The EPA and the Courts have been proceeding apace since Nixon had his too-bright by half idea while vacationing in the San Juan Islands.
The PacNW was the first place his efforts were introduced - first by taking aboriginal rights from theoretical law to codified law; then using that to destroy the commercial fishing industry; and then on to property rights and endangered species. This was the beginning of the War on Natural Resource Harvesters, in which many of us paid dearly.
The courts also refuse to defend unconstitutional laws starting with SCOTUS and working down. Any one who believes otherwise is just as naive as we were. Once your case enters the system, you have lost, even if there seems to be a victory, you will just find your case back in court on some other angle. Or worse, the lower court may realize you do not have the funds to keep pursuing your case and, even though you have taken your case to SCOTUS and some part of that is upheld, the lower court will safely over rule SCOTUS. It does not matter if the basis of your case is written in plain language in a Treaty, they will find a way around it and you lose again.
Easterners and Midwesterners seldom understand the depths the Courts and the EPA, working hand-in-glove, will stoop to ensure people are driven off the land and their livelihoods destroyed.

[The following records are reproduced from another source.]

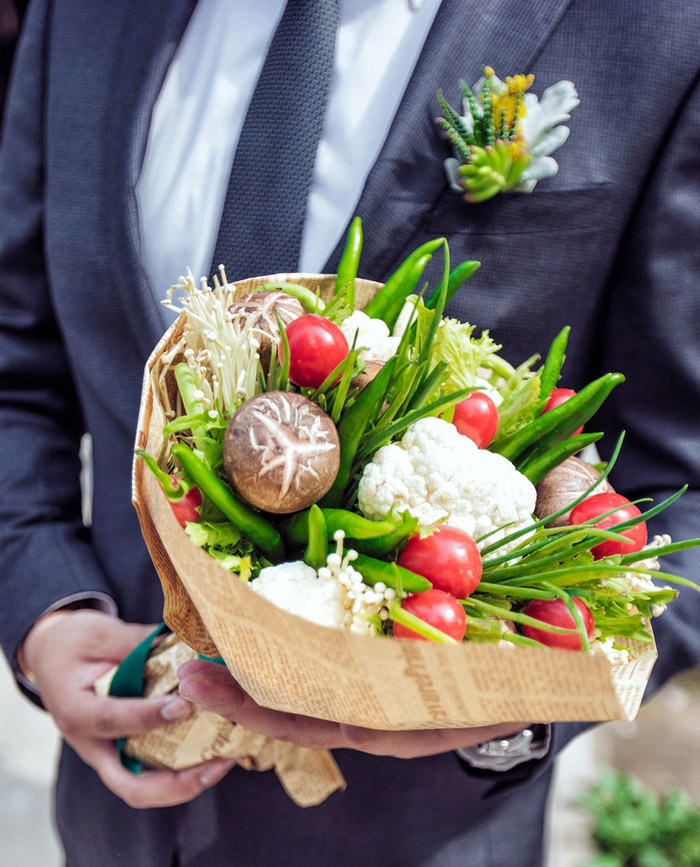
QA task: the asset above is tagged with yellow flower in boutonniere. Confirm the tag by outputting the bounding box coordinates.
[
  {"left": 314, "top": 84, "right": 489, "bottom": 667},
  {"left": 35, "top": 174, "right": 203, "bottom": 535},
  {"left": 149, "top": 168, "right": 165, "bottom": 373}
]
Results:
[{"left": 438, "top": 66, "right": 580, "bottom": 202}]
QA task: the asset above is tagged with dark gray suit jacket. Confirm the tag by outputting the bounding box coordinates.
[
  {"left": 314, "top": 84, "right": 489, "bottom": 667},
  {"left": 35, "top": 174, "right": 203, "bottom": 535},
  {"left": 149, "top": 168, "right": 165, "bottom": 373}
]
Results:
[{"left": 0, "top": 0, "right": 700, "bottom": 867}]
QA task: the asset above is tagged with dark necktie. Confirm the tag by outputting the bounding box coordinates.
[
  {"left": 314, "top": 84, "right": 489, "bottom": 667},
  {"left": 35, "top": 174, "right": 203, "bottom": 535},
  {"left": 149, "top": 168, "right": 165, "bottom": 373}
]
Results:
[{"left": 212, "top": 0, "right": 340, "bottom": 280}]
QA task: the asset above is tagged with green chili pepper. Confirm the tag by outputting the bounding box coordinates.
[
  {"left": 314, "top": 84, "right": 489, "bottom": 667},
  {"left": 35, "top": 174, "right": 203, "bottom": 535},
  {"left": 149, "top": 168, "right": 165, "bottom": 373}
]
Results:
[
  {"left": 304, "top": 504, "right": 328, "bottom": 569},
  {"left": 348, "top": 512, "right": 418, "bottom": 559},
  {"left": 352, "top": 554, "right": 433, "bottom": 593},
  {"left": 256, "top": 282, "right": 326, "bottom": 316},
  {"left": 335, "top": 217, "right": 362, "bottom": 307},
  {"left": 172, "top": 443, "right": 284, "bottom": 561},
  {"left": 519, "top": 433, "right": 603, "bottom": 485},
  {"left": 134, "top": 449, "right": 192, "bottom": 503},
  {"left": 320, "top": 356, "right": 396, "bottom": 507},
  {"left": 425, "top": 261, "right": 481, "bottom": 310},
  {"left": 538, "top": 325, "right": 571, "bottom": 412},
  {"left": 280, "top": 505, "right": 395, "bottom": 545},
  {"left": 389, "top": 599, "right": 458, "bottom": 644},
  {"left": 498, "top": 373, "right": 625, "bottom": 461},
  {"left": 365, "top": 238, "right": 445, "bottom": 328}
]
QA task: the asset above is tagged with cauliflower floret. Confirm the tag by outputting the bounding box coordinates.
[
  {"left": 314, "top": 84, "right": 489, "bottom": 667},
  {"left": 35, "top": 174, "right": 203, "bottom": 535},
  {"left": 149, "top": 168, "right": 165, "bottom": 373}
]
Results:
[
  {"left": 250, "top": 560, "right": 345, "bottom": 626},
  {"left": 340, "top": 310, "right": 401, "bottom": 361},
  {"left": 249, "top": 530, "right": 396, "bottom": 635},
  {"left": 358, "top": 418, "right": 537, "bottom": 552}
]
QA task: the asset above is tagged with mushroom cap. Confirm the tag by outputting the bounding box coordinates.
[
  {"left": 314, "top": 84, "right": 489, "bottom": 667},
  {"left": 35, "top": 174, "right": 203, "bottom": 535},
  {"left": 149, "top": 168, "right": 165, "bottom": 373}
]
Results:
[
  {"left": 535, "top": 457, "right": 615, "bottom": 527},
  {"left": 223, "top": 391, "right": 340, "bottom": 514}
]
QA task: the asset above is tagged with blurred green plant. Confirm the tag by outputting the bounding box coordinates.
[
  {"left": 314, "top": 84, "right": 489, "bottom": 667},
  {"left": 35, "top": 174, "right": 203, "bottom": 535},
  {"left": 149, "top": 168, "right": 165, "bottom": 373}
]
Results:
[{"left": 580, "top": 771, "right": 700, "bottom": 867}]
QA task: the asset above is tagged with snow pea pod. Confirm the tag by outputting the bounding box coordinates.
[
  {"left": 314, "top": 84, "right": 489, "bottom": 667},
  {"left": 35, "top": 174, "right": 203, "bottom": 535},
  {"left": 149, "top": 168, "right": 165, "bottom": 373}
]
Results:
[
  {"left": 335, "top": 217, "right": 362, "bottom": 307},
  {"left": 365, "top": 238, "right": 445, "bottom": 328},
  {"left": 304, "top": 503, "right": 328, "bottom": 569},
  {"left": 280, "top": 505, "right": 395, "bottom": 545},
  {"left": 352, "top": 554, "right": 433, "bottom": 593},
  {"left": 319, "top": 355, "right": 396, "bottom": 508},
  {"left": 172, "top": 443, "right": 284, "bottom": 562},
  {"left": 256, "top": 281, "right": 326, "bottom": 316}
]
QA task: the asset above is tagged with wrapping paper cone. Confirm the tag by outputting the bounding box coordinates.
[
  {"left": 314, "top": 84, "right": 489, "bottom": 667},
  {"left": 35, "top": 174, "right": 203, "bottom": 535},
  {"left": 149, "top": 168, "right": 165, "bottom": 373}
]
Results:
[
  {"left": 133, "top": 274, "right": 656, "bottom": 730},
  {"left": 95, "top": 635, "right": 345, "bottom": 807}
]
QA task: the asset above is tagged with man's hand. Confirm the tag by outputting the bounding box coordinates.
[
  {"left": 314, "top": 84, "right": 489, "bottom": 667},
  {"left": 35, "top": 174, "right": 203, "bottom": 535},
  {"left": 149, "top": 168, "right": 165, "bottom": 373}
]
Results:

the Clean Power Plan is an overreach of regulatory authority, a threat to grid reliability and exorbitantly expensive. The U.S. Supreme Court just stopped the plan cold. The court has issued a stay in the implementation of the U.S. Environmental Protection Agencys Clean Power Plan.
http://www.aei.org/publication/keeping-coal-in-the-ground-buries-affordable-energy-2/
Another reason the progressives wanted to put a pillow over Scalia’s head.